Jakarta, Pahami.id —
Israel sekali lagi dikritik oleh dunia karena berencana melancarkan invasi darat ke kota tersebut Rafah, Semenanjung Gaza, Palestina.
Alih-alih mengakhiri invasi brutalnya yang telah menewaskan lebih dari 28.340 warga Palestina di Gaza, Perdana Menteri Benjamin Netanyahu malah mengumumkan bahwa pasukannya akan melancarkan serangan darat baru yang kini menyasar kota Rafah.
Bahkan Netanyahu telah memerintahkan tentara Israel untuk mengevakuasi warga Palestina di Rafah dan menjanjikan “jalan yang aman” bagi warga sipil menjelang operasi militernya.
Tindakan Netanyahu ini dikutuk dan ditentang oleh dunia internasional seperti Perserikatan Bangsa-Bangsa (PBB), negara-negara Arab seperti Arab Saudi dan Mesir, serta Amerika Serikat dan negara-negara Barat lainnya yang merupakan sekutu dekat Israel.

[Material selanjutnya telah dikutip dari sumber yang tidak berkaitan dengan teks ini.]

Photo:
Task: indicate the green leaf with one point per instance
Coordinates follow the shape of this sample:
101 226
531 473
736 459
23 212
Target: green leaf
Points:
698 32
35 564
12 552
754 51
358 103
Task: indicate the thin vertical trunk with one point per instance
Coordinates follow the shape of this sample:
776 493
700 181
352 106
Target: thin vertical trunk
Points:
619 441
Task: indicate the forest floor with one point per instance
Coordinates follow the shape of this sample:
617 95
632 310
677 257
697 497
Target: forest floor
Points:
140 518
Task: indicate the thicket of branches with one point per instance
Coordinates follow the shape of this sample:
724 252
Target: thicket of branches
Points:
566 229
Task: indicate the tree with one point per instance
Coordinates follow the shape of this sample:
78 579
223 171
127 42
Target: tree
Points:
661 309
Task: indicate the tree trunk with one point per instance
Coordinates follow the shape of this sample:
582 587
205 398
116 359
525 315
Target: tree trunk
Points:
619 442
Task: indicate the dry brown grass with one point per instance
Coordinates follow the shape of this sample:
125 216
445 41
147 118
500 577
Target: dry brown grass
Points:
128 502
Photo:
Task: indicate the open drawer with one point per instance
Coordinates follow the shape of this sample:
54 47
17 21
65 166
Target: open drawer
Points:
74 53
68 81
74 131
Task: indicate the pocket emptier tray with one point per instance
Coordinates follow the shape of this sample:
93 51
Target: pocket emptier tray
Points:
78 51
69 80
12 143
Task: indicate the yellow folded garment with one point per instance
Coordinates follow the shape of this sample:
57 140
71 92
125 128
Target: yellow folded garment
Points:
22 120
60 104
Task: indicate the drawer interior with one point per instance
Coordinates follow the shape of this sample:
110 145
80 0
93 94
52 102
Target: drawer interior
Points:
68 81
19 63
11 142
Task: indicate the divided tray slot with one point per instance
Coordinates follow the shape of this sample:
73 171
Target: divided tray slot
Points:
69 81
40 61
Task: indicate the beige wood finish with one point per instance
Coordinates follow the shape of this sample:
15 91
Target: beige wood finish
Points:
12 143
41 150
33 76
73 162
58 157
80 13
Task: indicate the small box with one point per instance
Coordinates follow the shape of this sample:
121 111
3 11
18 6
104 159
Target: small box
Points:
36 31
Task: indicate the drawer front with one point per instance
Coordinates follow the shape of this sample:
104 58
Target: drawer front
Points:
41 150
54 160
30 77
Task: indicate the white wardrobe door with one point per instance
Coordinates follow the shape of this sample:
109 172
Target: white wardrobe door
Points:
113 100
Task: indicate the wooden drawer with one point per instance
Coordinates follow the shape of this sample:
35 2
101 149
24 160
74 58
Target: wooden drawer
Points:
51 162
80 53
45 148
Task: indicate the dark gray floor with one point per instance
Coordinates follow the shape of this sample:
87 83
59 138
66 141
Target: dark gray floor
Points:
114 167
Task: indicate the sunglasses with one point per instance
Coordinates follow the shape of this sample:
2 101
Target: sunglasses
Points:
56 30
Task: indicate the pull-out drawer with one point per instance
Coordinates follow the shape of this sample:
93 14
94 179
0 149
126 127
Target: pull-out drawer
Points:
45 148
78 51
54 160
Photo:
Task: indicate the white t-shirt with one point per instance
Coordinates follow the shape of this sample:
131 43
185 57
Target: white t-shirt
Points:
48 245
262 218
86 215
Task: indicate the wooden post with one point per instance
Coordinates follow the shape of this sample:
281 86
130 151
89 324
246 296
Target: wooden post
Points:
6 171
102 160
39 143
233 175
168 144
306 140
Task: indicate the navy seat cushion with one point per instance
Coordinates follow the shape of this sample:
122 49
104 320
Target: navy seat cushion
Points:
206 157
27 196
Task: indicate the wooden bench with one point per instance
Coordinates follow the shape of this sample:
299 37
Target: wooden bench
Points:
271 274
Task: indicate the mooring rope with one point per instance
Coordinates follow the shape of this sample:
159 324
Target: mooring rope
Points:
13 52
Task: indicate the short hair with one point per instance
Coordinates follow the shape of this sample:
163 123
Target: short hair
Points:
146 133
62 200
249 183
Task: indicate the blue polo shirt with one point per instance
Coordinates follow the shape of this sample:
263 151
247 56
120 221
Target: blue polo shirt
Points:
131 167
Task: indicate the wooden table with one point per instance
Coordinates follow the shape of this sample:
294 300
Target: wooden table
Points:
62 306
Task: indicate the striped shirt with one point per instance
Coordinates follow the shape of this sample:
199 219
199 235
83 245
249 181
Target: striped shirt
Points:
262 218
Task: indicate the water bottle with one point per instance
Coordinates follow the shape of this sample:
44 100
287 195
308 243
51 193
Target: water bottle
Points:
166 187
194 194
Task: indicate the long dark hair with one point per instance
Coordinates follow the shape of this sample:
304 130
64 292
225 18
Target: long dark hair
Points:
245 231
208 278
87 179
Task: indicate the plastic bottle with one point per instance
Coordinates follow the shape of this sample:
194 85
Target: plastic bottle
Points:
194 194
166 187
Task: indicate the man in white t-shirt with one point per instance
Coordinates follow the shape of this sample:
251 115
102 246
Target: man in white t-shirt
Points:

Negara-negara ini menyoroti ancaman pembunuhan massal warga sipil di Jalur Gaza yang sedang berlangsung.
Pasalnya, kota Rafah kini menjadi satu-satunya wilayah yang menampung jutaan orang yang dipindahkan dari wilayah utara ke tengah akibat invasi brutal Israel sejak 7 Oktober.
Israel kini dilaporkan melancarkan serangan udara ke Rafah dan menewaskan lebih dari 100 orang dalam satu hari.
Apa kota Rafah dan mengapa kota ini menjadi target terbaru Israel?
Netanyahu menegaskan bahwa serangan terhadap kota Rafah adalah kunci untuk menghancurkan pasukan Hamas. Menurutnya, kemenangan Israel atas Hamas sudah di depan mata.
Dikutip Al Jazeera, Tel Aviv mengklaim ada empat brigade utama Hamas yang bermarkas di Rafah. Namun banyak pihak yang menilai hal tersebut hanyalah alasan Israel untuk menyerang Rafah dan akhirnya mengusir warga Palestina dari kawasan tersebut.
Kota Rafah berbatasan langsung dengan Mesir dan menjadi satu-satunya akses bantuan kemanusiaan ke Gaza sejak invasi Israel terjadi.
Perbatasan Rafah digunakan untuk mengevakuasi warga sipil dari Gaza.
Dikutip CNNperbatasan Rafah adalah satu-satunya titik penyeberangan dari Gaza ke Mesir.
Sesuai dengan namanya, kota ini terletak di kawasan Rafah, wilayah paling selatan Jalur Gaza.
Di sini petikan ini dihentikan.